NAME
SPANK - SLURM Plug-in Architecture for Node and job (K)control
DESCRIPTION
This manual briefly describes the capabilities of the SLURM Plug-in
architecture for Node and job Kontrol (SPANK) as well as the SPANK
configuration file: (By default: plugstack.conf.)
SPANK provides a very generic interface for stackable plug-ins which
may be used to dynamically modify the job launch code in SLURM. SPANK
plugins may be built without access to SLURM source code. They need
only be compiled against SLURM’s spank.h header file, added to the
SPANK config file plugstack.conf, and they will be loaded at runtime
during the next job launch. Thus, the SPANK infrastructure provides
administrators and other developers a low cost, low effort ability to
dynamically modify the runtime behavior of SLURM job launch.
SPANK PLUGINS
SPANK plugins are loaded in up to three separate contexts during a
SLURM job.

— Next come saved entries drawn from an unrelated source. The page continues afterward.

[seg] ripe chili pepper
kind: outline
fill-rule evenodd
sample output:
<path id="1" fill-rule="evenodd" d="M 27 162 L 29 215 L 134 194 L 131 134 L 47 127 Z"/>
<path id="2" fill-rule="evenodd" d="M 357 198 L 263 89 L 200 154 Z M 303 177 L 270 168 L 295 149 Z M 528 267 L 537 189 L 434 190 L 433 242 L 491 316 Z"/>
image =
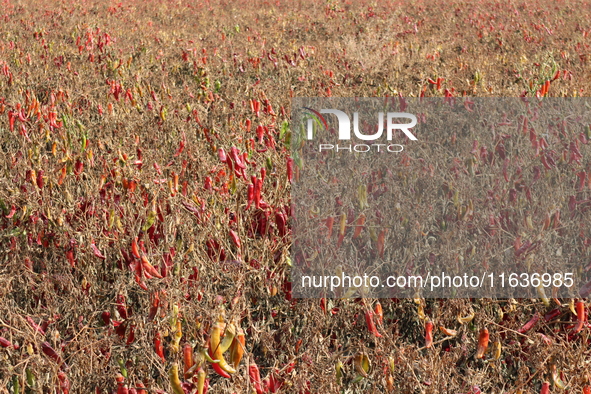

Briefly, the three contexts are:
local In local context, the plugin is loaded by srun. (i.e. the
"local" part of a parallel job).
remote In remote context, the plugin is loaded by slurmd. (i.e. the
"remote" part of a parallel job).
allocator
In allocator context, the plugin is loaded in one of the job
allocation utilities sbatch or salloc.
In local context, only the init, exit, init_post_opt, and
user_local_init functions are called. In allocator context, only the
init, exit, and init_post_opt functions are called. Plugins may query
the context in which they are running with the spank_context and
spank_remote functions defined in <slurm/spank.h>.
SPANK plugins may be called from multiple points during the SLURM job
launch. A plugin may define the following functions:
slurm_spank_init
Called just after plugins are loaded. In remote context, this is just
after job step is initialized. This function is called before any
plugin option processing.
slurm_spank_init_post_opt
Called at the same point as slurm_spank_init, but after all user
options to the plugin have been processed. The reason that the init
and init_post_opt callbacks are separated is so that plugins can
process system-wide options specified in plugstack.conf in the init
callback, then process user options, and finally take some action in
slurm_spank_init_post_opt if necessary.
slurm_spank_local_user_init
Called in local (srun) context only after all options have been
processed. This is called after the job ID and step IDs are
available. This happens in srun after the allocation is made, but
before tasks are launched.
slurm_spank_user_init
Called after privileges are temporarily dropped. (remote context
only)
slurm_spank_task_init_privileged
Called for each task just after fork, but before all elevated
privileges are dropped. (remote context only)
slurm_spank_task_init
Called for each task just before execve(2). (remote context only)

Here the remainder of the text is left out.